Early childhood educator Debbie Marette says she is heartbroken her 21-year Montessori pre-school program is being evicted this month with nowhere to go, as yet.
Marette says her childcare facility is not the first to face the wrath of Metro Vancouver’s real estate prices and it certainly will not be the last. She is concerned quality early childhood education is at stake in the region.
Serving roughly 30-40 students at any given time, Blue Spruce Montessori, on Bird Road in the East Cambie neighbourhood, has operated out of a small hall belonging to St. Edwards Anglican Church since 1997. But, said Marette, when the property was sold for well over the asking price last October to an offshore buyer intending to build an international school, the program was given just eight months to find a new space.
“I feel I’ve knocked on every door. There’s just nothing. So we’re stuck not being able to go anywhere,” said Marette, who has reached out to city councillors, MLAs and Premier John Horgan to explain her situation.

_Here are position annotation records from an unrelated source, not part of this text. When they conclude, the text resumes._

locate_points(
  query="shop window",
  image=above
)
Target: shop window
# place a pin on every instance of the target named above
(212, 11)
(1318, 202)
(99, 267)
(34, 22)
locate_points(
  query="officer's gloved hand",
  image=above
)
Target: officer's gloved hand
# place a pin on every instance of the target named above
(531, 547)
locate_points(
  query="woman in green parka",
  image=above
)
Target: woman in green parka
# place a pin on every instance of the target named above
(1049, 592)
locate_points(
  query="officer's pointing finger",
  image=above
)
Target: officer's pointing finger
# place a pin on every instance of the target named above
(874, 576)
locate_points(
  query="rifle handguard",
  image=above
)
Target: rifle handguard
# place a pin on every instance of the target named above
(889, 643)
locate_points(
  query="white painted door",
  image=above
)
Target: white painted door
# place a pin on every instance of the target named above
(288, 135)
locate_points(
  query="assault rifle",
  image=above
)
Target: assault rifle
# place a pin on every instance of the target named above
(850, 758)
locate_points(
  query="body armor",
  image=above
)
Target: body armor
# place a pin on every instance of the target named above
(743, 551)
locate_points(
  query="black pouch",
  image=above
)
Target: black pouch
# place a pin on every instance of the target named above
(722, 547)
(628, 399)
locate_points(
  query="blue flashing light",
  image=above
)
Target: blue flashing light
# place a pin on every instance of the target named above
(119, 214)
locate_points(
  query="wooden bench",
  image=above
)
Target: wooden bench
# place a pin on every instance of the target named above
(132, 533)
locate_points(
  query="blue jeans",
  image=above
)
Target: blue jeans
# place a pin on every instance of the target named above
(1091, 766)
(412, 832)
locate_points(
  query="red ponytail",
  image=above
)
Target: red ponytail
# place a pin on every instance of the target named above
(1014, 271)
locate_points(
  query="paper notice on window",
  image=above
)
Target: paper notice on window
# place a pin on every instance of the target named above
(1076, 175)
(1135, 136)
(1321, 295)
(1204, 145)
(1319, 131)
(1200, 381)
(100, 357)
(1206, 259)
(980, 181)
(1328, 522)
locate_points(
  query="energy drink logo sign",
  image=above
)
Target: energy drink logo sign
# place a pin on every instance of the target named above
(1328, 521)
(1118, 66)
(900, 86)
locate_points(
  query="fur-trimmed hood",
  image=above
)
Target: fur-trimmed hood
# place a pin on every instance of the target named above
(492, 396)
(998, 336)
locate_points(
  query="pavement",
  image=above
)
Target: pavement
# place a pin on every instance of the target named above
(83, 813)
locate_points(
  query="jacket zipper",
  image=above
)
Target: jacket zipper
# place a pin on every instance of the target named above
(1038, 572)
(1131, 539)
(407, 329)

“These families have been with us for years and years and years,” she said.
Montessori programming focuses on individual self-development in a mixed-age environment from age 30 months to six years. Students are encouraged to initiate learning rather than be instructed or “herded,” according to Marette.
Many childcare programs, Montessori or otherwise, operate out of churches and other spaces that are ripe for development, said Marette.
She said the provincial government’s plan to subsidize childcare facilities is a good one but overlooks the need to keep existing facilities with low lease rates.
“Good rent allowed me to offer this childcare at a very reasonable rate,” noted Marette.
Parent of three Blue Spruce graduates Becky Chan said she too was heartbroken to hear of the school’s demise.
“Debbie’s devotion to not only the school, but the community, is what makes her a truly remarkable educator and integral part to the heart of Richmond,” said Chan, via email.
Whereas Blue Spruce has green space, many places that could potentially house a childcare facility do not, as they are in industrial zones, said Marette, who is concerned the existing push to increase childcare spaces and lower costs, while noble, has buried the most important part about early childhood development — to ensure children are in a safe and healthy environment.
There was a potential opportunity to move into an accessory building on the Agricultural Land Reserve in east Richmond but municipal zoning and parking regulations negated the idea.
“There are all these hoops to jump through …unless you have millions of dollars to scoop up a warehouse and do repairs,” she said.
The veteran educator was disappointed the church didn’t accept an identical offer from a group of parents to buy the land, however the offer wasn’t cash and without subjects. The church has, however, offered Marette the building (modular) but she has nowhere to move it to.
“I’m got giving up hope. I’m hoping to reach out to the community and local politicians and say, ‘look, I have an opportunity to keep this amazing building,’” said Marette.